In our study, it is the nursing home doctors and their subjective views on patients and treatment that are being investigated. The option of a mobile X-ray service has been very well received, with great enthusiasm, as demonstrated by the very high response rate. The nursing home doctors were well acquainted with the mobile X-ray service as a pilot project for a limited period, and aware that the results of the study could affect the decision to continue the service. This may have caused a certain positive skewing of the responses.

The weakness of the study is the lack of hard endpoints.
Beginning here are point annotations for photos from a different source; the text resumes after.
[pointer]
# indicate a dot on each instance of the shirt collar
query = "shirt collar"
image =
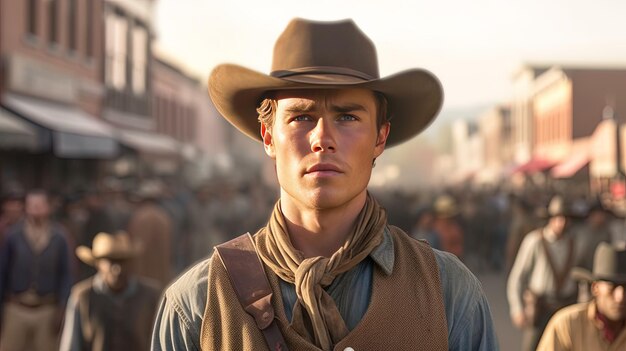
(383, 254)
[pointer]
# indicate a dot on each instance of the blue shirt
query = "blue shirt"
(21, 269)
(470, 327)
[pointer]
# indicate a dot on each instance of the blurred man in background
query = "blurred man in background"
(113, 310)
(601, 323)
(539, 282)
(34, 279)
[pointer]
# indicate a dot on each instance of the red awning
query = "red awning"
(534, 165)
(570, 166)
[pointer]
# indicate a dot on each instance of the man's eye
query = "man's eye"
(347, 118)
(302, 118)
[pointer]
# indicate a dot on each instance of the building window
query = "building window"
(140, 50)
(32, 16)
(116, 34)
(72, 24)
(89, 25)
(52, 21)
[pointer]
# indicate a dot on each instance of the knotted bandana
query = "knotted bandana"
(315, 315)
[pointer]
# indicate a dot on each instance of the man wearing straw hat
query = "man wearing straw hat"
(113, 310)
(601, 323)
(334, 274)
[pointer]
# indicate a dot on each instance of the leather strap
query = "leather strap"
(250, 283)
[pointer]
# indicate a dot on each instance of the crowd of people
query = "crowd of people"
(61, 254)
(91, 265)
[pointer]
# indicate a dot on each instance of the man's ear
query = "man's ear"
(381, 139)
(268, 142)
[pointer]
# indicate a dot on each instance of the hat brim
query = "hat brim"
(85, 254)
(582, 274)
(415, 96)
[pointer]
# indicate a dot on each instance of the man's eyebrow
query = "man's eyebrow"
(348, 107)
(300, 107)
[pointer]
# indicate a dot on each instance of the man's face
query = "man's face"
(610, 299)
(558, 224)
(324, 143)
(114, 272)
(12, 210)
(37, 206)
We have no exact figures for the use of diagnostic imaging at municipal care institutions before and after the introduction of the mobile X-ray service, nor comparable figures for hospitalisations and treatment at outpatient clinics. The number of responses in the follow-up stage 2 is relatively low, and thus does not really provide a basis for a statistical analysis.

In our view, it would be particularly interesting to conduct a closer analysis of the group of patients who would not have been offered diagnostic imaging if it had not been possible to offer a mobile X-ray service. A cost-benefit analysis that includes potentially saved hospitalisations would be of great interest. Thus the study points the way for new research projects in this area.